Segundo os especialistas, o principal motivo para o barateamento é o período de férias escolares. Com as instituições de ensino fechadas, o consumo de proteína para merendas cai drasticamente. Além disso, as famílias mudam seus hábitos de compra em janeiro, o que gera uma "sobra" de carne no mercado doméstico e força a redução dos preços para escoar os estoques.
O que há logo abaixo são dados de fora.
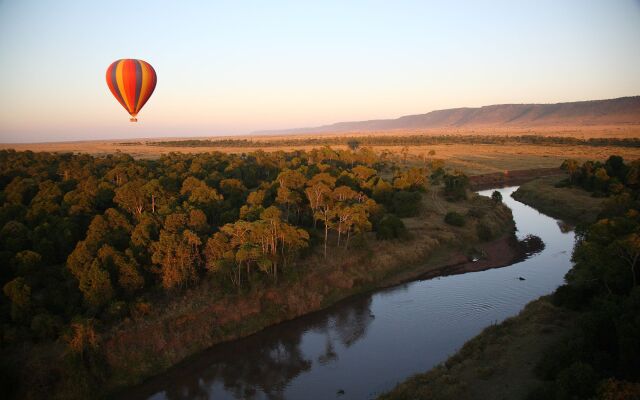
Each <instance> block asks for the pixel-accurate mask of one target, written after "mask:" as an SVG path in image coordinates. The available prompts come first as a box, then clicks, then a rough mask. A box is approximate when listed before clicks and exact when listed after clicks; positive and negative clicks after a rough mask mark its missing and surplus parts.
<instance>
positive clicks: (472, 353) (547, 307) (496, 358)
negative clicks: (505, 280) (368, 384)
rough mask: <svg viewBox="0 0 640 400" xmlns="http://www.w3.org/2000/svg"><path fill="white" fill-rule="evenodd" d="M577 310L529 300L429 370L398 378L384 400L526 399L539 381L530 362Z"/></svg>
mask: <svg viewBox="0 0 640 400" xmlns="http://www.w3.org/2000/svg"><path fill="white" fill-rule="evenodd" d="M576 319H577V314H576V313H575V312H571V311H568V310H565V309H562V308H559V307H556V306H554V305H553V304H551V302H550V300H549V298H548V297H542V298H540V299H538V300H535V301H533V302H531V303H529V304H528V305H527V306H526V307H525V309H524V310H523V311H522V312H520V314H518V315H517V316H515V317H513V318H509V319H507V320H505V321H504V322H502V323H500V324H498V325H492V326H490V327H488V328H486V329H485V330H484V331H483V332H482V333H480V334H479V335H478V336H476V337H475V338H473V339H471V340H470V341H468V342H467V343H466V344H465V345H464V347H463V348H462V349H461V350H460V351H459V352H458V353H456V354H455V355H453V356H451V358H449V359H448V360H447V361H446V362H444V363H443V364H441V365H439V366H437V367H435V368H433V369H432V370H430V371H428V372H426V373H424V374H418V375H416V376H414V377H412V378H410V379H408V380H407V381H405V382H403V383H401V384H400V385H398V387H396V388H395V389H394V390H393V391H391V392H390V393H387V394H386V395H383V396H381V397H380V398H381V399H384V400H395V399H432V400H436V399H438V400H446V399H465V400H471V399H516V398H520V399H522V398H525V397H526V395H527V394H528V392H529V391H531V390H532V389H533V388H535V387H536V386H538V385H539V384H540V383H541V382H542V381H541V380H540V379H539V378H537V377H536V376H535V374H534V371H533V367H534V366H535V365H536V363H537V362H538V361H539V359H540V358H541V357H542V354H543V352H544V351H545V350H546V349H547V348H549V347H550V346H552V345H553V344H555V343H557V342H558V341H560V340H561V338H562V337H563V336H565V335H567V334H568V333H569V332H570V331H571V329H572V328H573V326H574V324H575V321H576Z"/></svg>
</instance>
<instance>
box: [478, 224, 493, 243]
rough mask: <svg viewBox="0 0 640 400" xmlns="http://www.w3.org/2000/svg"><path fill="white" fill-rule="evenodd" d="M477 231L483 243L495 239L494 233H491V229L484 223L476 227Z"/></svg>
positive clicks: (479, 237) (479, 236)
mask: <svg viewBox="0 0 640 400" xmlns="http://www.w3.org/2000/svg"><path fill="white" fill-rule="evenodd" d="M476 231H477V232H478V238H479V239H480V240H482V241H483V242H486V241H488V240H491V238H493V232H492V231H491V228H490V227H489V225H487V224H485V223H484V222H481V223H479V224H478V226H477V227H476Z"/></svg>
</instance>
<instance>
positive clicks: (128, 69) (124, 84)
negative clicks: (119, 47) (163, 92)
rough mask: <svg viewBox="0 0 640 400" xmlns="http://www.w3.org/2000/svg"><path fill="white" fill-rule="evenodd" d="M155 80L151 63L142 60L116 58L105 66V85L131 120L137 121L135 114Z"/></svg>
mask: <svg viewBox="0 0 640 400" xmlns="http://www.w3.org/2000/svg"><path fill="white" fill-rule="evenodd" d="M157 80H158V78H157V77H156V71H155V70H154V69H153V67H152V66H151V64H149V63H148V62H146V61H142V60H134V59H124V60H118V61H115V62H114V63H113V64H111V65H110V66H109V68H107V85H108V86H109V89H110V90H111V93H113V97H115V98H116V100H118V101H119V102H120V104H122V107H124V108H125V110H127V112H128V113H129V114H130V115H131V118H130V121H131V122H136V121H138V119H137V118H136V116H137V115H138V113H139V112H140V110H141V109H142V107H143V106H144V105H145V103H146V102H147V100H149V97H151V94H152V93H153V90H154V89H155V88H156V82H157Z"/></svg>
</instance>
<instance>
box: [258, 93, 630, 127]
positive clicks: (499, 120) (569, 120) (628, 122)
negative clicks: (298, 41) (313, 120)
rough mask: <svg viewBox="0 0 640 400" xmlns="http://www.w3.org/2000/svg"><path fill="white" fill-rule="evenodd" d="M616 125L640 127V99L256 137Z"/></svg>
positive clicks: (390, 120)
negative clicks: (426, 130)
mask: <svg viewBox="0 0 640 400" xmlns="http://www.w3.org/2000/svg"><path fill="white" fill-rule="evenodd" d="M615 124H640V96H627V97H618V98H615V99H606V100H582V101H574V102H563V103H505V104H492V105H486V106H481V107H456V108H449V109H442V110H434V111H430V112H428V113H425V114H411V115H404V116H401V117H398V118H393V119H370V120H364V121H345V122H336V123H333V124H328V125H321V126H316V127H302V128H293V129H274V130H263V131H257V132H253V133H254V134H291V133H330V132H331V133H339V132H353V131H384V130H396V129H398V130H399V129H432V128H463V127H464V128H473V127H491V126H513V127H543V126H584V125H615Z"/></svg>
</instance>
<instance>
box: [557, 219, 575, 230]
mask: <svg viewBox="0 0 640 400" xmlns="http://www.w3.org/2000/svg"><path fill="white" fill-rule="evenodd" d="M558 228H560V232H562V233H568V232H571V231H572V230H573V225H571V224H570V223H568V222H565V221H562V220H558Z"/></svg>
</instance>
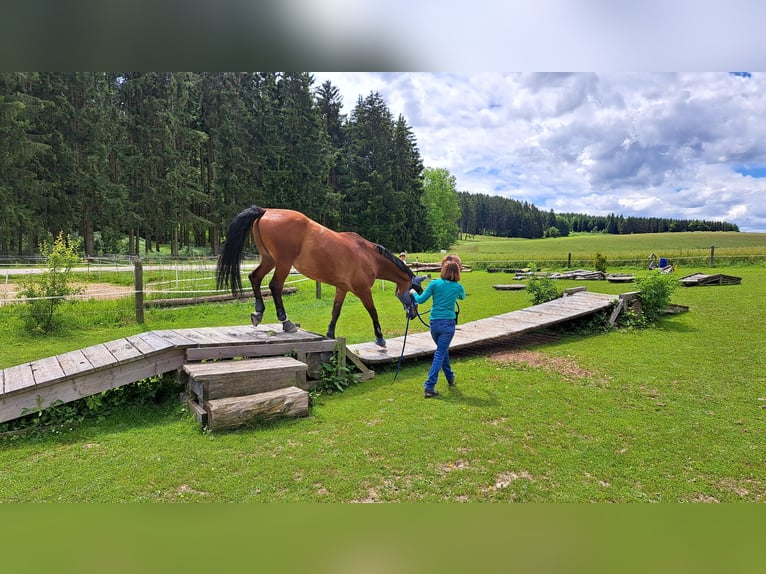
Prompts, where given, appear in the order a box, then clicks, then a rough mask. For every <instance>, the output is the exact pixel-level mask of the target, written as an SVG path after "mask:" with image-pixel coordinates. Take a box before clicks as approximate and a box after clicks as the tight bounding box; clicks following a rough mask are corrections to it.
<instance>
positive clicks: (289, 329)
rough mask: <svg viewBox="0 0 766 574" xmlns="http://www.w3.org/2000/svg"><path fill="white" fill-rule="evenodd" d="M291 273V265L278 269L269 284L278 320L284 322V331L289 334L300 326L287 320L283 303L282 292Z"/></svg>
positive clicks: (282, 328)
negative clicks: (290, 268) (286, 280)
mask: <svg viewBox="0 0 766 574" xmlns="http://www.w3.org/2000/svg"><path fill="white" fill-rule="evenodd" d="M289 273H290V265H287V266H286V267H285V268H282V269H280V268H279V267H277V269H276V271H274V277H272V278H271V281H270V282H269V290H270V291H271V296H272V298H273V299H274V306H275V307H276V309H277V319H279V320H280V321H281V322H282V330H283V331H285V332H287V333H293V332H295V331H297V330H298V325H296V324H295V323H293V322H292V321H290V320H289V319H288V318H287V312H286V311H285V304H284V302H283V301H282V291H283V289H284V286H285V279H287V275H288V274H289Z"/></svg>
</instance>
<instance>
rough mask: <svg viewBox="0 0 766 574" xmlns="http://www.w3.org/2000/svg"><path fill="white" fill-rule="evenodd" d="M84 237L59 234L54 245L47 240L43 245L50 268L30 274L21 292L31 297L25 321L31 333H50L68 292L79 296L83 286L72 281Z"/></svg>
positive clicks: (26, 279)
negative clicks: (56, 317)
mask: <svg viewBox="0 0 766 574" xmlns="http://www.w3.org/2000/svg"><path fill="white" fill-rule="evenodd" d="M79 249H80V240H79V239H78V240H73V239H72V238H71V237H67V239H66V240H65V239H64V234H63V233H61V232H60V233H59V234H58V237H57V238H56V241H54V242H53V245H48V242H47V241H43V242H42V244H40V253H42V255H43V257H45V258H46V263H47V266H48V270H47V271H46V272H44V273H40V274H38V275H29V276H28V277H27V278H26V279H25V280H24V281H23V282H22V289H21V291H20V293H21V295H22V296H24V297H26V298H27V313H26V314H25V317H24V321H25V324H26V327H27V330H29V331H31V332H42V333H48V332H50V331H52V330H53V329H54V327H55V326H56V321H55V311H56V308H57V307H58V306H59V305H61V303H62V302H63V301H64V297H66V296H67V295H75V294H77V293H79V292H81V289H78V288H75V287H73V286H72V285H71V284H70V282H69V275H70V272H71V271H72V267H73V266H74V265H75V264H76V263H78V262H79V261H80V256H79V255H78V252H79Z"/></svg>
Veja uma lista completa de receitas dignas de MasterChef com carne suína
Aumento da oferta pressiona o mercado
Além da demanda enfraquecida, o setor enfrenta uma maior oferta de animais vivos e de carne processada. Quando há muito produto disponível e poucos compradores, o valor de mercado tende a cair rapidamente. Esse cenário foi identificado pelo Cepea em quase todas as praças acompanhadas, mostrando que a desvalorização é um fenômeno nacional.
Para o consumidor, o cenário é favorável para o churrasco ou para a substituição de outras carnes mais caras. Já para o suinocultor, o momento exige cautela. O "ciclo de baixa" — termo usado quando a oferta supera a procura — pode apertar as margens de lucro de quem produz "da porteira para dentro", especialmente se os custos com ração continuarem elevados.
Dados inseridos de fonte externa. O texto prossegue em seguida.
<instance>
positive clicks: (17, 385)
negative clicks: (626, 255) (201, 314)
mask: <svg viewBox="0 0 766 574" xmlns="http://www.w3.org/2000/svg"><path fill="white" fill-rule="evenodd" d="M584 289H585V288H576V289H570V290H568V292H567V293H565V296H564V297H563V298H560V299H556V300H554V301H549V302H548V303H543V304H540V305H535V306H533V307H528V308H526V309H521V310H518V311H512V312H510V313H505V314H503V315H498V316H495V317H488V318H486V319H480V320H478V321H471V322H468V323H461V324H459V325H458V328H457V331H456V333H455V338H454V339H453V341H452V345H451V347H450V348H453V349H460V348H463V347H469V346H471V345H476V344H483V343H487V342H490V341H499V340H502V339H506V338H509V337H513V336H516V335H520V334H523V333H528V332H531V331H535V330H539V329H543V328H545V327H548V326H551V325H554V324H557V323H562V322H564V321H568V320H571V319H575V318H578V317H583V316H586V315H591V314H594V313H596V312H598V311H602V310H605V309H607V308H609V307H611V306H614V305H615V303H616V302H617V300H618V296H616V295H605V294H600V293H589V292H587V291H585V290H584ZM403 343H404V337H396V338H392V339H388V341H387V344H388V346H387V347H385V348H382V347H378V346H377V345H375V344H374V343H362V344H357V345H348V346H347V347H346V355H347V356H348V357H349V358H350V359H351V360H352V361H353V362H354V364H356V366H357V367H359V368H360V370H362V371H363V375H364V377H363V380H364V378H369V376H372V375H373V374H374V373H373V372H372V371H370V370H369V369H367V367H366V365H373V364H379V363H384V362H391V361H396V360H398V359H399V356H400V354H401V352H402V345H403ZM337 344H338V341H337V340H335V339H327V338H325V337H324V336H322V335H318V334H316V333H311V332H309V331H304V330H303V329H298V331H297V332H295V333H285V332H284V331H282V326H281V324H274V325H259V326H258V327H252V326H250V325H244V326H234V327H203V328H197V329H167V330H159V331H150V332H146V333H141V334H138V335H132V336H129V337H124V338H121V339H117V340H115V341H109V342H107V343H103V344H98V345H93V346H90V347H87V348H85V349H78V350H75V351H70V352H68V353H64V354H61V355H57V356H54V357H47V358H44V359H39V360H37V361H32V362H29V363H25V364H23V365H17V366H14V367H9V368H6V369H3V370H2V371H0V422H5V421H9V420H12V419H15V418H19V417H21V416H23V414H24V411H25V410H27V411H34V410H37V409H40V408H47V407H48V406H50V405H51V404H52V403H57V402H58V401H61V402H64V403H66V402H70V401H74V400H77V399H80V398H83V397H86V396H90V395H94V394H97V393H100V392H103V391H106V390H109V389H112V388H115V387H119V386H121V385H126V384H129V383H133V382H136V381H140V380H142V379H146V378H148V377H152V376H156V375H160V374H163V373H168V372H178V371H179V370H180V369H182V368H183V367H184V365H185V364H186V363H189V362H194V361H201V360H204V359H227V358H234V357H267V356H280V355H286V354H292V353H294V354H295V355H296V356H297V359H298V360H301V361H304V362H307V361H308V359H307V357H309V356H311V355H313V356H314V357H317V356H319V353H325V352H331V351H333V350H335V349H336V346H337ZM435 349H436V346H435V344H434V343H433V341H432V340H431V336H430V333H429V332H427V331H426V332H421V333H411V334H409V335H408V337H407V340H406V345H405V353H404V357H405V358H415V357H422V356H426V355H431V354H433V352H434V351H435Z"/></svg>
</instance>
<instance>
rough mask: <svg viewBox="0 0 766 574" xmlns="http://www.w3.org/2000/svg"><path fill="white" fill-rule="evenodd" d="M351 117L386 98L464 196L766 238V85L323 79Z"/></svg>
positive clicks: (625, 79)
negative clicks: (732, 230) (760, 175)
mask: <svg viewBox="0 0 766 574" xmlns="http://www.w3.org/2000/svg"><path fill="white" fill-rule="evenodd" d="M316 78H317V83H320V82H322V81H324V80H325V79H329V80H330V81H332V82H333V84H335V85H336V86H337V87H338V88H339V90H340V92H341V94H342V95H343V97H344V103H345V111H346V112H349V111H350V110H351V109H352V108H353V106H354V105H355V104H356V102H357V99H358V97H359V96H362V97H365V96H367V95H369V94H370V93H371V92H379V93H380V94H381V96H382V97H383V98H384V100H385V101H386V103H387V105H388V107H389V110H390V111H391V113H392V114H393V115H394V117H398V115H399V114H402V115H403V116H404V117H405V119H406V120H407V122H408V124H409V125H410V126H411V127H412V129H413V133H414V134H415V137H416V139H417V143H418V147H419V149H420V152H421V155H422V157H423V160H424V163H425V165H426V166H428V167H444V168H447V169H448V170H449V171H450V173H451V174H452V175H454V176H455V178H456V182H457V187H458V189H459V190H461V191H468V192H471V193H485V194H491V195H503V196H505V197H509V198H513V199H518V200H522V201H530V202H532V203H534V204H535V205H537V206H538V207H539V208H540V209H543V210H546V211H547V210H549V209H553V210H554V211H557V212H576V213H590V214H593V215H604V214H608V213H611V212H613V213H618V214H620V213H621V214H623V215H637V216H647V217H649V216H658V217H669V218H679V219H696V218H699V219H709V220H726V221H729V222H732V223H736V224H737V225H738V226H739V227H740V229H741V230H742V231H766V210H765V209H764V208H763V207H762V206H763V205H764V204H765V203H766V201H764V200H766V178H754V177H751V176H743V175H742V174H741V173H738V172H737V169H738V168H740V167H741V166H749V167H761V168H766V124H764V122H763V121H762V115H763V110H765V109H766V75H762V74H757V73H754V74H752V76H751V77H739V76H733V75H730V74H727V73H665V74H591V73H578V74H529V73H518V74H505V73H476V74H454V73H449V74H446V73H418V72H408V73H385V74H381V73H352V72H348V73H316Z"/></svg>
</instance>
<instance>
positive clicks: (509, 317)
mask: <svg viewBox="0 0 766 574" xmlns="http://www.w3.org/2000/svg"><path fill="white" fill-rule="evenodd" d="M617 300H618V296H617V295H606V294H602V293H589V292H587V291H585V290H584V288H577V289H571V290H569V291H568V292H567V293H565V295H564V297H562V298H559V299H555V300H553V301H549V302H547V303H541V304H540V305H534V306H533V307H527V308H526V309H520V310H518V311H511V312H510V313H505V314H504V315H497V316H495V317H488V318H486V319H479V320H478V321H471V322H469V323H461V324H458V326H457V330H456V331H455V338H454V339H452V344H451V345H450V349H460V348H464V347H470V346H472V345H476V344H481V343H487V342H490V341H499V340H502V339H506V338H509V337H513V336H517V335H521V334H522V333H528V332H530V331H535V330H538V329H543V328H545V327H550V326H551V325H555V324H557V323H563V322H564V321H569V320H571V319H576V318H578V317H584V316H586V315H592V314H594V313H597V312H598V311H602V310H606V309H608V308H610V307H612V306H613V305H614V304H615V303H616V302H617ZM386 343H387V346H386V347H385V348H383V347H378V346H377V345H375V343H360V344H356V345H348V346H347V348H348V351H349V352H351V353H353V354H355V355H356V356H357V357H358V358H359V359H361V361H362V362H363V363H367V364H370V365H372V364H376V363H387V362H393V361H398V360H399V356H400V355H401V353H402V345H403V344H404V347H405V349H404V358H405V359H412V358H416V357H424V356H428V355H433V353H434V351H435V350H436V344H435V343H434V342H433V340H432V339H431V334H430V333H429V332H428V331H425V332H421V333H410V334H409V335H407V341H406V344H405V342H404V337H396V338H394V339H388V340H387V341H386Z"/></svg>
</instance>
Exportações batem recorde para equilibrar as contas
Para evitar um prejuízo ainda maior com a baixa no Brasil, os frigoríficos estão acelerando os envios para o exterior. A estratégia é focar na exportação, onde a rentabilidade em dólar compensa a fraqueza do mercado interno. Essa "válvula de escape" é fundamental para que o preço não despenque de forma descontrolada no atacado brasileiro.
Dados da Secretaria de Comércio Exterior (Secex) revelam que o ritmo de vendas para fora do país segue acelerado. Em janeiro de 2026, a média diária de embarques está em torno de 5,1 mil toneladas. O volume é comparável aos melhores momentos de 2025, o que mostra que a carne suína brasileira continua com forte aceitação internacional, especialmente na Ásia.
Entenda o que acontece com os preços
No agronegócio, o preço é definido pela balança comercial e pelo consumo das famílias. O termo "barter", comum no setor, refere-se à troca de insumos por produção, mas o que dita o valor na gôndola é a lei da oferta e procura. Com a volta às aulas em fevereiro, a expectativa é que o consumo interno reaqueça, estabilizando os valores.
Até lá, os frigoríficos devem manter a prioridade nas exportações. Esse equilíbrio entre o que fica no Brasil e o que vai para fora é o que garante que as prateleiras continuem abastecidas sem que o produtor rural precise interromper suas atividades por falta de lucro.